Zitat von FloraVita: Wieviel glücklicher wären von dir im ersten Satz erwähnten Kinder, wenn sie miterlebt hätten /miterleben würden, dass ihre Eltern zwar in eheähnlicher Konstellation bzw EheWG zusammenleben, aber "auf der Seite" andere (Liebes)Partner haben? Schwierige Frage, da scheiden sich auch Meinungen von Psychologen...
Kann ich nicht beurteilen, da ich es nicht so erlebt habe und auch selbst nicht so mache.

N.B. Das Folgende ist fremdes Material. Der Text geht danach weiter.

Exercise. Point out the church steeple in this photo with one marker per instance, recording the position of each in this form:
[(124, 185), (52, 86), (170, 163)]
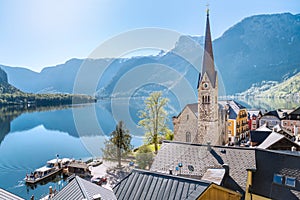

Für mich selbst fühlte sich mit fünf Jahren die Trennung meiner Eltern wie ein kleiner Tod an. Es war schrecklich. Auch wenn ich sehr erleichtert war, dass die massiven Streitereien zu Hause endlich aufhörten. (Natürlich war das richtig so, und auch gut. Nur eben: schön war es für mich als Kind eben trotzdem nicht.)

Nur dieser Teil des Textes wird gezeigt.